Published May 11, 2011

What might turn into the largest single-family home development in St. Petersburg in more than a decade broke ground this week.

KB Homes' Lakewood Shores project off 31st Street S and bordered by 50th Avenue S and Maximo Elementary School will include 30 homes priced between $159,000 and $200,000.

KB Homes expects to hold the grand opening in the next month, once the model home is built on the 10-acre site, and hopes to sell four to five houses a month. The site has no room for expansion.

A subdivision with 30 homes doesn't sound like much compared with the boom-boom building era of the early to mid 2000s, when builders erected that many houses each week in some Tampa Bay counties. But little of that frenzied single-family home building occurred in St. Petersburg.

Only 2 percent of Pinellas County, the most densely populated county in the state, is vacant, developable land. Clusters of new homes don't pop up often in the city, said Rick Dunn, St. Petersburg's top building official.

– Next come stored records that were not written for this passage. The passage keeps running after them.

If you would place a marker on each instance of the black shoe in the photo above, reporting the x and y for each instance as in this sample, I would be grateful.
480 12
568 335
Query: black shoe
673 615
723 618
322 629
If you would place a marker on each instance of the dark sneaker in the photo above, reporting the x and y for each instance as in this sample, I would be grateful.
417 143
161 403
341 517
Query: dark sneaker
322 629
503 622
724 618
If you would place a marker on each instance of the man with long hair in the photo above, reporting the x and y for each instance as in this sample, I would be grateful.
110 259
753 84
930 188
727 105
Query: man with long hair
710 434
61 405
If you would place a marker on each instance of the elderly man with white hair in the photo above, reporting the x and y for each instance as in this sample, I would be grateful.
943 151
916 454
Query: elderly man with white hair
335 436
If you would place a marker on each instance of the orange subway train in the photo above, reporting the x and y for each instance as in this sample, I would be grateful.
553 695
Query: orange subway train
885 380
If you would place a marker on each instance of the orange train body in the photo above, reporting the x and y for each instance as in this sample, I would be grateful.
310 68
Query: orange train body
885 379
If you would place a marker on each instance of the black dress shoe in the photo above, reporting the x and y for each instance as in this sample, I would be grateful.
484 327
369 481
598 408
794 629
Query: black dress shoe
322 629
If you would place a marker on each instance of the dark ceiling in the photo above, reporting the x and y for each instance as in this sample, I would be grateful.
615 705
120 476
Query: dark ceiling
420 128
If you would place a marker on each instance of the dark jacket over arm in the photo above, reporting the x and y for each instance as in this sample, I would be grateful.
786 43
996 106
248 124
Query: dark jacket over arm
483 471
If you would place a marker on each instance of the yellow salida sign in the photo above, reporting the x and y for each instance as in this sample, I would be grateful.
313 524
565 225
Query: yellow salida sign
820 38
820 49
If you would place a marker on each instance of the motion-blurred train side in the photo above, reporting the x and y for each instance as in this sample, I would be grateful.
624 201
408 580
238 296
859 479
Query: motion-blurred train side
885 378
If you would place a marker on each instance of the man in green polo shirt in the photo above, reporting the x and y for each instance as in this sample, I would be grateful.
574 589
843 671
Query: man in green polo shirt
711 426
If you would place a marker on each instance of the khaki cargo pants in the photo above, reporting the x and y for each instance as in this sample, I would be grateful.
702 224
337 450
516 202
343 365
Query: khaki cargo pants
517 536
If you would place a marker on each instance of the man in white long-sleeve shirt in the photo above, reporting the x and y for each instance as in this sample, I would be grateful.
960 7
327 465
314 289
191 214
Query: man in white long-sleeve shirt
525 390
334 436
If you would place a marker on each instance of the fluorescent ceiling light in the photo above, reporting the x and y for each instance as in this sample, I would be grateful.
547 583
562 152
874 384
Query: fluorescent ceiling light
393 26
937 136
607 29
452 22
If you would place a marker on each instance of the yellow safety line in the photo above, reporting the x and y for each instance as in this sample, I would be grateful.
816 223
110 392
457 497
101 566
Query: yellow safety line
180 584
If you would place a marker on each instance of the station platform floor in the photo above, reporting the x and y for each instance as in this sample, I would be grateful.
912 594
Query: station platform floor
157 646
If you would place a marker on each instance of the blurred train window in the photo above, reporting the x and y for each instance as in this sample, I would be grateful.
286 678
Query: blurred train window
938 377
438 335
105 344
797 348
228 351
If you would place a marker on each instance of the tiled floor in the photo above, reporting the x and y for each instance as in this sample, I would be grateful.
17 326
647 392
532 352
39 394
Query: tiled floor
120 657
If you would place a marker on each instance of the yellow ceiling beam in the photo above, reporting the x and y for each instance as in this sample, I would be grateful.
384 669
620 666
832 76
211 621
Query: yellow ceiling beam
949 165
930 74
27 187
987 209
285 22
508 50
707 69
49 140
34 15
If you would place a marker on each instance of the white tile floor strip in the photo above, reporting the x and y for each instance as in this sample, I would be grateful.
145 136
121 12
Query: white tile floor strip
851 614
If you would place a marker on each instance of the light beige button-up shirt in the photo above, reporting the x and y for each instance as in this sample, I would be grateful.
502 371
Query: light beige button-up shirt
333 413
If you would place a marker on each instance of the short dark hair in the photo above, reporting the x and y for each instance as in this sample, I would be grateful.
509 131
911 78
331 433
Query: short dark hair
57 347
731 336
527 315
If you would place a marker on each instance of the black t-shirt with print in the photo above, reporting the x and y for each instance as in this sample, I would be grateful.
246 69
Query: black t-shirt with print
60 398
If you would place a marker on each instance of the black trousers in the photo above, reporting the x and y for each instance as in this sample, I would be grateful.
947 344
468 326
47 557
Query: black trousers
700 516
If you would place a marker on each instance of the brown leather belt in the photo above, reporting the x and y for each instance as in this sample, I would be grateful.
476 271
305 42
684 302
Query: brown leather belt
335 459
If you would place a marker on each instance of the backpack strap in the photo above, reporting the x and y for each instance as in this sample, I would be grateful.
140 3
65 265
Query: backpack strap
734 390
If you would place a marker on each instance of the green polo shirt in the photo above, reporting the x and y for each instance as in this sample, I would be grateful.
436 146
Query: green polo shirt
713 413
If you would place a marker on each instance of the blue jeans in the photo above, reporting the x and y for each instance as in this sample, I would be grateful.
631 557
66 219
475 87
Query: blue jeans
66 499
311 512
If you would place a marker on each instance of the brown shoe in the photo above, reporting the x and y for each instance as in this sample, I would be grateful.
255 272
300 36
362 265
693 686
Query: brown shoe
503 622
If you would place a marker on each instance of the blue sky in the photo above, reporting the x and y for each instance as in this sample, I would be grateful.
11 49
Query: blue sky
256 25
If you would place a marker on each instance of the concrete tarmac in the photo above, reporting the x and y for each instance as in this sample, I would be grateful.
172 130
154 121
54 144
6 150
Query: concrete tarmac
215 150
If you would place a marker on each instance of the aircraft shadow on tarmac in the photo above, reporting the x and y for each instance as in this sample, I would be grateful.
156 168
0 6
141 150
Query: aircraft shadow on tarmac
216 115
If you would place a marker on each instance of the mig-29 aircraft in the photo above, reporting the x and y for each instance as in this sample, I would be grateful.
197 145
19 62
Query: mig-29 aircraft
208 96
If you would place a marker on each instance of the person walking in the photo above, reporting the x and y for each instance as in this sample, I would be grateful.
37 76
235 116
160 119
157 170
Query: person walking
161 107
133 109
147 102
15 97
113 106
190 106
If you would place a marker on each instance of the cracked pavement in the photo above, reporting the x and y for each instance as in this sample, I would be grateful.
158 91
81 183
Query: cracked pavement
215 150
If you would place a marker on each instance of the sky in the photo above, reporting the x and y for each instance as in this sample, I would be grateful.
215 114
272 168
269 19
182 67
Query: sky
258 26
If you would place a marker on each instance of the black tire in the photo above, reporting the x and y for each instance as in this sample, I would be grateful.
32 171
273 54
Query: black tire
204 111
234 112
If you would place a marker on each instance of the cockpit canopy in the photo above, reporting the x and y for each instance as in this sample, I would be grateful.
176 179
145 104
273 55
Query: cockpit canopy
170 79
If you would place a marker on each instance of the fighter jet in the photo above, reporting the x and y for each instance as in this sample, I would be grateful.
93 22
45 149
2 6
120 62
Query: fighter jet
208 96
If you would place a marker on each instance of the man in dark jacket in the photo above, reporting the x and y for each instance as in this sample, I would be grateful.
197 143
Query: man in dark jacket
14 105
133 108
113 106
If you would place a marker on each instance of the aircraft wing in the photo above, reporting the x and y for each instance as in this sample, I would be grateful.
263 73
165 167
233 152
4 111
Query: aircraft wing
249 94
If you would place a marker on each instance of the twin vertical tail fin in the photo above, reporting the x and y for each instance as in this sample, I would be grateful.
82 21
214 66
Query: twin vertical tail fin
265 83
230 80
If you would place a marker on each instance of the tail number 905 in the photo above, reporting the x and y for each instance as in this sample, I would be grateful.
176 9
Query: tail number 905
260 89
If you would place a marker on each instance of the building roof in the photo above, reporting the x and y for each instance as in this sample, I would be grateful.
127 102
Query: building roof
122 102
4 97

He said it has been possibly 15 years or longer since 30 new single-family homes were built on one parcel in the southern partof St. Petersburg.

"This opportunity going on is very unique," Dunn said. "We're excited."

Why would a company build a new subdivision in a struggling housing market? And how will it avoid becoming another housing development that starts with a bang but fizzles as sales fail to materialize?

"St. Petersburg is a very desirable location," said George Glance, a KB Homes division president for Central Florida. "There is a very, very limited supply of new homes. The value is amazing. The land for new homes is limited."

KB Homes acquired the land from Apple Homes, one of St. Petersburg's oldest builders.

The sizes of the built-to-order homes range from 1,684 to 2,964 square feet. Each home comes with three to four bedrooms or more and two or more bathrooms. Buyers can expect to move in four to five months after purchasing the homes.

Glance said he isn't concerned about the glut of foreclosed and cheap houses on the market. The company hopes to attract buyers with energy-efficient upgrades and a 10-year warranty - incentives that sellers of older homes can't match. You never know what is behind the walls in existing homes, he said.

The new homes, he said, are priced to compete.

"Buyers will be getting a tremendous house," Glance said.